Salvator Rosa écoutait son ami avec étonnement.

—Comment! dit-il, ce que l'on m'a dit ne serait-il pas vrai?

—Et que t'a-t-on dit, mon Salvator? reprit tristement Masaniello.
Salvator se tut.

—On t'a dit que j'étais fou, n'est-ce pas? continua Masaniello.
Salvator fit un signe de la tête.

—Oui, oui, les misérables! Oh! je les reconnais bien là! Non,
Salvator, non, je ne suis pas fou, je suis empoisonné, voilà tout.
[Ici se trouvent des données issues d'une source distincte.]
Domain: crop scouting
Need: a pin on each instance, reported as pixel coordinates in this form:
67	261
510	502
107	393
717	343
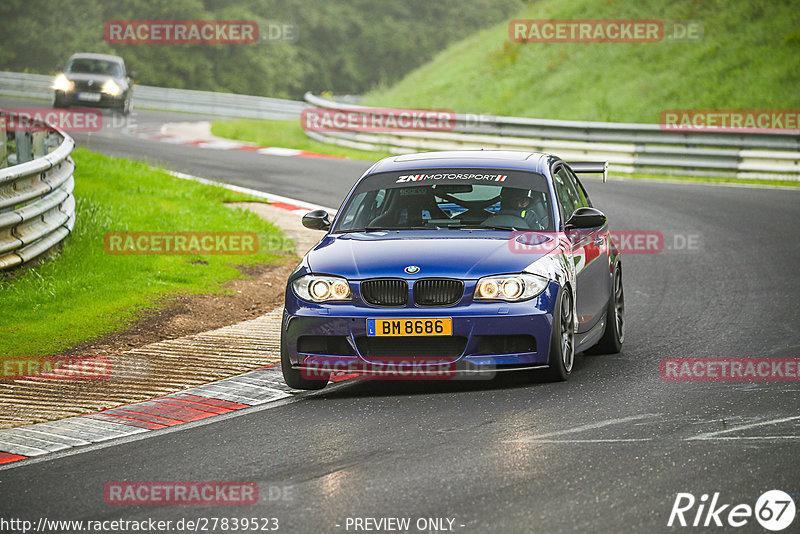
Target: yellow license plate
442	326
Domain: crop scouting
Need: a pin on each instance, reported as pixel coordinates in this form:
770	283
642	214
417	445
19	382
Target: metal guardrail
627	147
185	100
37	208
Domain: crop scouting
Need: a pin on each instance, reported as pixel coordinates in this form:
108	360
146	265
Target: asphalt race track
607	451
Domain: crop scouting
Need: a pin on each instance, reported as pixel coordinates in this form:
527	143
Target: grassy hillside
343	46
749	58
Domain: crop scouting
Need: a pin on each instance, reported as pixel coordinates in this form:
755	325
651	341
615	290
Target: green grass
285	134
84	292
748	59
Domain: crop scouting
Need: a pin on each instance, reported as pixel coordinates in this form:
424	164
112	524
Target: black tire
124	107
614	335
562	339
58	102
294	378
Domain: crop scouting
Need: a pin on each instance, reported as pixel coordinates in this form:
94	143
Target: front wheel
562	339
59	101
614	335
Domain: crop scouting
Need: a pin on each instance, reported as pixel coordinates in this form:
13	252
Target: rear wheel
562	339
294	377
614	335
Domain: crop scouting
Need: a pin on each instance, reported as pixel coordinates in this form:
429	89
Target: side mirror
584	218
317	220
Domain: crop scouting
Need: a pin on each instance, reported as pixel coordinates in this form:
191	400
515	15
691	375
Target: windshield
459	198
94	66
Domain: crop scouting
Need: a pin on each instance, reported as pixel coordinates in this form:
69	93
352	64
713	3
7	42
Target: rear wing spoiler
590	167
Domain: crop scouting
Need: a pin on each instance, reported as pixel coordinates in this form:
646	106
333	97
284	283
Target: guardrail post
37	142
3	143
24	148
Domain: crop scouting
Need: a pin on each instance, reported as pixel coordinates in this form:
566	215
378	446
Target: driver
514	201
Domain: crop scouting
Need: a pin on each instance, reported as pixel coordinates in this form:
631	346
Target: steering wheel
505	219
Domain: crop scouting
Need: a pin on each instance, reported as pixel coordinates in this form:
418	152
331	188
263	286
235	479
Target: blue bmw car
449	264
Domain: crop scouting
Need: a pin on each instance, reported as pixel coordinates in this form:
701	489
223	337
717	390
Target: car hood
446	253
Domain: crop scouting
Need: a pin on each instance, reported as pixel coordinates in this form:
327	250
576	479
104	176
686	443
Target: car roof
106	57
473	159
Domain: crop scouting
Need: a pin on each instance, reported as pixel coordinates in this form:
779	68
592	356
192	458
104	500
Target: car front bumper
486	336
71	98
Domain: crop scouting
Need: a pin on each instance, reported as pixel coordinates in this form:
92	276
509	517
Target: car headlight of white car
510	287
317	288
62	83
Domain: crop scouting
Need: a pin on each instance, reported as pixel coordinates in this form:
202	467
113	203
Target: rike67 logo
774	510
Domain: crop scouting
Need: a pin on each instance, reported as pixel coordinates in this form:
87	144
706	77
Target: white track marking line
253	192
581	428
714	435
620	440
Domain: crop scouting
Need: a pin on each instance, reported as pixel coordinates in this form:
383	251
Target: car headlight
510	287
110	88
321	288
61	83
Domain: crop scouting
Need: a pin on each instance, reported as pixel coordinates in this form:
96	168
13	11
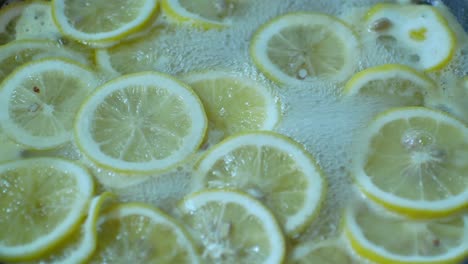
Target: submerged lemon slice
401	82
298	47
420	30
201	13
386	238
38	101
270	167
230	227
140	123
414	160
42	201
233	103
133	231
95	22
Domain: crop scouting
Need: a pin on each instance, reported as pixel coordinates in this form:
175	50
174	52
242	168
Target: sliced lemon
419	30
38	101
272	168
98	22
137	232
414	160
17	53
140	54
299	47
330	251
42	202
140	123
398	81
230	227
80	245
234	103
205	14
386	238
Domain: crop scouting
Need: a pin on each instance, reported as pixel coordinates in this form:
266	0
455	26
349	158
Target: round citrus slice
130	232
79	246
42	201
420	30
230	227
414	160
330	251
233	103
17	53
392	81
272	168
38	101
98	22
205	14
140	123
298	47
386	238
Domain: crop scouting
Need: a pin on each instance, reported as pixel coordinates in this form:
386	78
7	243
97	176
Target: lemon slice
414	160
385	238
38	101
270	167
330	251
230	227
42	201
98	22
392	81
80	245
17	53
139	123
233	103
137	55
206	14
137	232
299	47
420	30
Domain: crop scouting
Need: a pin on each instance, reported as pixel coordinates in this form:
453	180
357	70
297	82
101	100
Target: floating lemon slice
270	167
414	160
233	103
205	14
230	227
392	80
140	123
79	246
98	22
130	232
298	47
38	101
42	202
17	53
388	239
330	251
420	30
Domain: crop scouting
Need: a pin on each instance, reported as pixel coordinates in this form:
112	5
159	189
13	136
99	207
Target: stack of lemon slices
82	76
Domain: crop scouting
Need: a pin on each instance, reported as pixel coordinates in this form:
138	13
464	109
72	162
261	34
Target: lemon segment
298	47
39	100
420	30
234	104
43	201
392	80
385	238
205	14
140	123
414	160
98	22
272	168
230	227
133	231
330	251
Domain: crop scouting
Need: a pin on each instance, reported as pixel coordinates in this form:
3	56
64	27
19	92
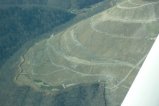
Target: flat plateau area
108	47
Salvator jeta un cri de surprise.

—C'est ma faute, dit Masaniello. Pourquoi ai-je mis le pied dans leurs palais! Est-ce la place d'un pauvre pêcheur comme moi? Pourquoi ai-je accepté leur repas! L'orgueil, Salvator, le démon de l'orgueil m'a tenté, et j'ai été puni.

—Comment! s'écria Salvator, tu crois qu'ils auraient eu l'infamie…

—Ils m'ont empoisonné, reprit Masaniello d'une vois plus forte encore; ils m'ont empoisonné deux fois: lui et elle; lui dans un verre d'eau, elle dans un bouquet. C'est bien la peine de se dire noble, de s'appeler duc et duchesse pour empoisonner un pauvre pêcheur plein de confiance qui croit que ce qui est juré est juré, et qui se livre sans défiance!

—Non, non, dit Salvator, tu te trompes, Masaniello: c'est ce soleil ardent, ce sont ces travaux assidus, c'est cette vie intellectuelle qui dévorent ceux-là mêmes qui y sont habitués, qui auront momentanément fatigué ton esprit et égaré ta raison.